Hast du das Steuerlager richtig vorgespann?
Gruß
Schappi


----------



## MTB-News.de




----------



## dingsbumms (23. September 2007)

Nun ja, ich habe da eigentlich nicht viel dran gemacht, kam ja schon mehr oder weniger zusammengebaut per Post. Musste ja nur den Lenker und die Räder einbauen und fertig.

Gruß Mo.


----------



## Stifta (23. September 2007)

hatte das gleiche Problem, geholfen hat ein wechsel der Bremsbeläge (anderes Fabrikat), kannst aber auch mal versuchen einfach die hinteren nach vorne zu tauschen, oder die Beläge etwas abschmirgeln, geht auch ohne Demontage, einfach einen Streifen 200er Papier zwischen Scheibe und Belägen durchziehen.
Gruß Stifter


----------



## Jierdan (23. September 2007)

Für mich klingt das auch eher nach einem Steuersatzproblem.
Löse im Zweifelsfall nochmal die Vorbau- und Ahead-Schrauben und zieh sie nochmal ordentlich an (die Ahead zuerst)


----------



## schappi (23. September 2007)

dingsbumms schrieb:


> Nun ja, ich habe da eigentlich nicht viel dran gemacht, kam ja schon mehr oder weniger zusammengebaut per Post. Musste ja nur den Lenker und die Räder einbauen und fertig.
> 
> Gruß Mo.



Da haben wir  das Problem.
Du hast die Aheadkappe nicht angezogen und damit den Steuersatz nicht vorgespannt.
Du musst jetzt folgendes Machen:
1. die Klemmschrauben des Vorbaus am Gabelschaft lösen.
2. Die Aheadkappe (Innesechskannt in der Abdeckung) anziehen, das Vorspannung auf dem Steuersatz ist. Der Lenker darf aber noch nicht schwergängig sein.
3. die Klemmschrauben des Vorbaus wieder anziehen.
4. Fertig , Bremsprobe
Gruß
Schappi


----------



## shini (23. September 2007)

Hi, kann es sein, daß Du einen Nobby Nic vorne drauf hast, ich hatte ein ähnliches Problem und hab den Reifendruck etwas erhöht, dann wurde es etwas besser.
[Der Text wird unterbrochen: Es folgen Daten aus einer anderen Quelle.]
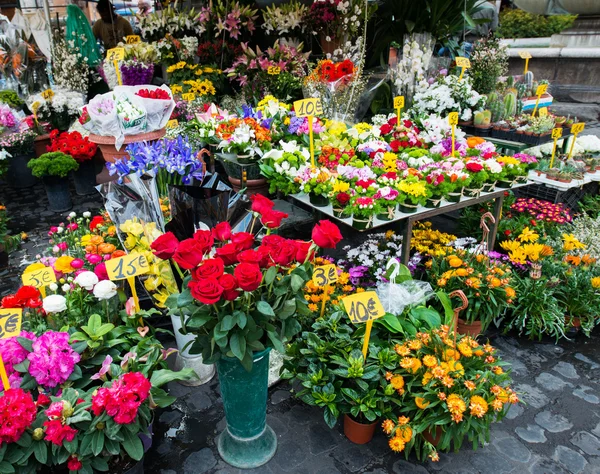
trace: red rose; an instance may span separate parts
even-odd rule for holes
[[[167,232],[159,236],[154,242],[150,244],[150,248],[154,250],[154,255],[162,260],[169,260],[179,245],[179,240],[175,237],[173,232]]]
[[[219,285],[223,287],[223,298],[227,301],[233,301],[240,296],[240,292],[237,290],[238,284],[233,275],[229,273],[221,275],[219,277]]]
[[[92,230],[92,231],[96,230],[96,227],[98,227],[101,224],[104,224],[104,217],[94,216],[94,218],[90,222],[90,230]]]
[[[202,261],[204,248],[195,239],[186,239],[179,243],[177,251],[173,254],[173,260],[184,270],[196,268]]]
[[[240,263],[233,270],[233,276],[244,291],[256,290],[262,281],[262,272],[256,263]]]
[[[240,251],[235,244],[225,244],[217,249],[217,256],[223,259],[225,265],[233,265],[238,261],[238,253]]]
[[[223,274],[223,269],[223,260],[220,258],[209,258],[204,260],[199,267],[194,268],[192,275],[194,280],[219,278]]]
[[[285,212],[276,211],[275,209],[268,209],[263,213],[260,221],[269,229],[276,229],[281,225],[281,221],[287,217],[288,215]]]
[[[342,240],[342,234],[333,222],[323,220],[313,227],[312,240],[322,249],[334,249]]]
[[[204,304],[215,304],[223,294],[223,287],[219,285],[216,278],[205,278],[200,281],[191,280],[188,287],[192,296]]]
[[[248,250],[254,245],[254,236],[248,232],[238,232],[231,235],[231,242],[235,244],[238,251]]]
[[[210,230],[197,230],[194,232],[194,240],[200,244],[204,253],[208,253],[215,243]]]
[[[213,237],[221,242],[231,238],[231,226],[229,222],[219,222],[213,229]]]
[[[258,214],[264,214],[265,211],[273,209],[273,206],[275,205],[273,201],[264,197],[262,194],[253,194],[250,196],[250,201],[252,201],[252,211],[257,212]]]

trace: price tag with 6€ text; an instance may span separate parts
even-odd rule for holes
[[[294,110],[296,117],[314,117],[323,113],[323,105],[321,99],[303,99],[294,102]]]
[[[56,283],[56,275],[54,274],[54,270],[50,267],[23,273],[21,279],[23,280],[23,285],[35,286],[36,288],[44,288],[50,283]]]
[[[366,323],[385,316],[385,310],[374,291],[363,291],[346,296],[342,302],[354,324]]]
[[[322,265],[313,270],[312,282],[316,286],[327,286],[337,281],[337,267],[333,264]]]
[[[18,336],[22,319],[23,310],[20,308],[0,309],[0,339]]]
[[[106,261],[106,273],[111,280],[125,280],[148,273],[150,266],[142,254],[132,253]]]

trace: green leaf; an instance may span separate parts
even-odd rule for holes
[[[259,301],[258,303],[256,303],[256,309],[258,310],[259,313],[261,313],[265,316],[275,317],[273,308],[271,308],[271,305],[269,303],[267,303],[266,301]]]
[[[129,454],[129,457],[134,461],[139,461],[144,455],[144,446],[139,436],[129,430],[123,430],[123,448]]]
[[[233,355],[239,360],[242,360],[244,358],[244,354],[246,353],[246,338],[239,332],[233,333],[229,340],[229,347],[231,347],[231,352],[233,352]]]

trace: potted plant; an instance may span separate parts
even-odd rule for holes
[[[79,168],[79,164],[71,155],[60,151],[44,153],[27,164],[33,176],[41,178],[48,196],[51,211],[63,212],[71,209],[71,193],[68,176]]]
[[[402,386],[400,416],[381,426],[397,453],[408,456],[414,449],[419,460],[437,461],[438,451],[458,450],[465,438],[476,449],[506,415],[507,403],[519,402],[496,350],[455,336],[448,326],[407,338],[395,350],[406,355],[387,375],[390,384]]]
[[[50,132],[50,152],[63,152],[71,155],[79,167],[73,172],[75,192],[79,196],[87,196],[96,192],[96,170],[94,157],[98,147],[89,141],[88,137],[79,132]]]
[[[261,220],[281,221],[273,205],[257,201]],[[191,276],[167,306],[187,317],[185,331],[198,336],[191,352],[217,366],[227,419],[217,445],[232,466],[254,468],[275,454],[277,438],[266,425],[269,353],[283,353],[284,343],[300,330],[298,318],[310,314],[301,292],[312,273],[309,256],[316,246],[333,248],[341,240],[329,221],[319,222],[312,236],[313,242],[298,242],[266,235],[256,247],[246,232],[215,238],[200,230],[173,254]]]

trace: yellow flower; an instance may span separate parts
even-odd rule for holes
[[[58,257],[56,262],[54,262],[54,269],[61,273],[72,273],[75,271],[75,269],[71,266],[71,262],[73,260],[75,259],[73,257],[69,257],[68,255]]]
[[[539,238],[539,234],[536,234],[533,230],[530,230],[529,227],[525,227],[521,231],[521,235],[519,235],[519,240],[521,242],[535,242]]]

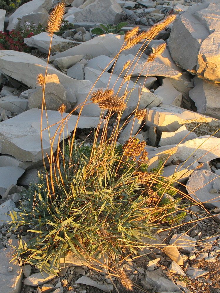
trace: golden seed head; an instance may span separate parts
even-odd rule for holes
[[[124,110],[126,104],[121,98],[115,96],[109,97],[99,103],[99,106],[103,110],[111,110],[113,111]]]
[[[67,106],[64,104],[62,104],[59,107],[57,110],[61,114],[62,114],[67,109]]]
[[[43,86],[44,84],[44,76],[42,73],[38,74],[37,77],[37,84],[38,86]]]
[[[102,88],[94,91],[91,94],[91,100],[94,104],[98,104],[114,94],[114,91],[111,89],[106,88],[103,91]]]
[[[141,110],[138,110],[135,115],[136,118],[138,120],[143,120],[146,117],[147,109],[145,108]]]
[[[50,13],[47,22],[46,31],[48,35],[52,37],[55,32],[60,30],[65,14],[65,4],[63,2],[56,5]]]

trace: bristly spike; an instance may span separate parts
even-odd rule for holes
[[[162,54],[166,49],[166,43],[162,43],[157,47],[155,52],[150,54],[148,57],[147,62],[151,62],[153,61],[159,55]]]
[[[59,3],[53,8],[48,19],[46,31],[48,35],[52,37],[55,32],[60,30],[65,14],[65,4]]]

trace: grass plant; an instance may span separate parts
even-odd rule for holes
[[[65,7],[63,4],[58,4],[52,12],[46,30],[51,40],[55,32],[60,28]],[[138,28],[135,28],[127,32],[114,61],[123,50],[141,42],[141,51],[139,53],[141,56],[150,40],[175,17],[169,16],[147,32],[138,33]],[[165,43],[159,45],[149,55],[145,66],[150,66],[165,47]],[[47,65],[49,55],[50,52]],[[127,73],[123,83],[129,80],[131,75],[128,71],[133,62],[124,64],[121,73],[126,71]],[[125,288],[132,290],[134,285],[123,270],[123,260],[128,255],[137,255],[138,249],[146,246],[142,237],[152,238],[159,224],[181,225],[186,209],[180,206],[179,198],[174,197],[177,190],[173,186],[173,180],[168,180],[162,175],[165,162],[160,162],[157,168],[148,170],[145,142],[132,137],[131,131],[123,145],[117,143],[122,127],[135,118],[143,120],[146,115],[145,109],[138,108],[138,103],[121,125],[122,113],[129,98],[127,86],[124,94],[119,96],[119,91],[115,92],[114,87],[109,88],[108,85],[106,89],[93,91],[97,81],[85,101],[70,113],[65,114],[65,105],[60,105],[58,110],[61,119],[54,137],[50,138],[50,154],[47,154],[50,162],[50,169],[47,170],[42,135],[43,131],[50,134],[49,125],[45,130],[42,129],[43,117],[47,113],[44,94],[47,70],[47,65],[45,72],[37,78],[43,93],[41,138],[45,172],[39,174],[38,183],[31,184],[23,195],[19,212],[11,214],[13,226],[18,229],[20,226],[27,226],[31,236],[26,244],[20,241],[16,257],[21,264],[27,263],[41,270],[56,273],[55,269],[60,268],[61,260],[67,254],[73,254],[91,268],[95,268],[94,261],[98,261],[110,276],[117,277]],[[141,92],[139,100],[141,95]],[[75,140],[79,119],[89,99],[101,110],[91,146]],[[63,147],[58,146],[54,154],[55,136],[62,140],[68,119],[76,110],[79,113],[72,137],[63,141]],[[133,117],[131,118],[133,114]],[[116,123],[111,132],[108,123],[112,117]],[[173,197],[173,201],[162,200],[165,193]],[[182,195],[186,197],[182,193]],[[106,255],[107,263],[100,260]]]

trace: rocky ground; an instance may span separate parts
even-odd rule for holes
[[[127,258],[124,268],[136,284],[134,292],[219,293],[220,132],[217,131],[220,128],[220,1],[65,2],[65,19],[74,27],[53,39],[48,69],[50,75],[46,89],[50,125],[60,120],[57,110],[61,104],[69,110],[84,101],[123,44],[123,35],[96,36],[91,32],[92,28],[100,23],[116,24],[123,21],[128,24],[121,29],[123,31],[138,25],[142,31],[170,13],[177,15],[173,24],[145,50],[133,71],[128,89],[133,88],[141,72],[137,83],[143,89],[140,107],[146,108],[147,115],[136,136],[147,142],[149,168],[172,154],[163,176],[169,178],[175,173],[177,181],[186,184],[185,188],[180,185],[180,189],[189,194],[191,200],[204,205],[192,205],[189,200],[182,199],[188,207],[184,221],[171,227],[159,227],[154,240],[145,239],[145,250]],[[46,25],[48,13],[56,3],[56,0],[33,0],[12,13],[0,10],[0,31],[16,29],[18,17],[22,24],[33,21]],[[59,272],[59,277],[46,274],[43,277],[33,266],[26,265],[21,268],[15,261],[9,262],[14,253],[10,245],[17,245],[18,236],[22,235],[26,241],[32,237],[25,226],[19,231],[10,230],[7,222],[10,220],[10,212],[17,210],[19,193],[31,182],[37,180],[37,172],[42,168],[42,97],[41,89],[36,86],[36,77],[45,72],[50,38],[42,32],[26,38],[25,42],[32,48],[32,54],[0,51],[0,293],[114,293],[116,289],[104,270],[97,266],[100,271],[91,270],[88,264],[82,266],[72,258]],[[165,52],[149,69],[145,67],[147,56],[163,42],[167,45]],[[117,91],[123,65],[134,59],[141,45],[123,51],[114,68],[113,64],[107,67],[94,89],[106,88],[112,73],[109,87],[116,82]],[[134,87],[123,118],[138,102],[138,87]],[[97,125],[100,110],[94,104],[85,107],[78,125],[78,141],[84,139],[90,129]],[[75,114],[68,121],[65,137],[74,128],[77,111]],[[141,126],[136,120],[134,135]],[[110,121],[110,129],[114,122],[114,119]],[[45,128],[45,118],[43,123]],[[128,125],[123,130],[119,142],[128,139],[130,127]],[[56,127],[50,129],[53,135]],[[43,138],[45,153],[50,148],[47,133]],[[90,136],[86,142],[92,141]],[[59,142],[57,138],[54,151]],[[112,280],[120,293],[127,292],[117,279]]]

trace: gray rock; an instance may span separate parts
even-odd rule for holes
[[[21,289],[21,269],[16,260],[11,262],[15,252],[11,248],[0,250],[0,293],[19,293]]]
[[[179,265],[183,265],[183,259],[175,245],[170,244],[166,246],[163,248],[163,251]]]
[[[184,143],[187,140],[197,138],[196,134],[187,130],[185,125],[183,125],[174,132],[162,132],[158,145]]]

Steuersatz und Bremsbeläge hatte ich vorher schon nachgeschaut hat aber nichts geholfen.


----------



## dingsbumms (24. September 2007)

Hallo,
ich werde heute nach der Arbeit mal die Vorspannung neu machen und auch mal das mit Reifendruck versuchen, habe ja die Nobby Nics drauf.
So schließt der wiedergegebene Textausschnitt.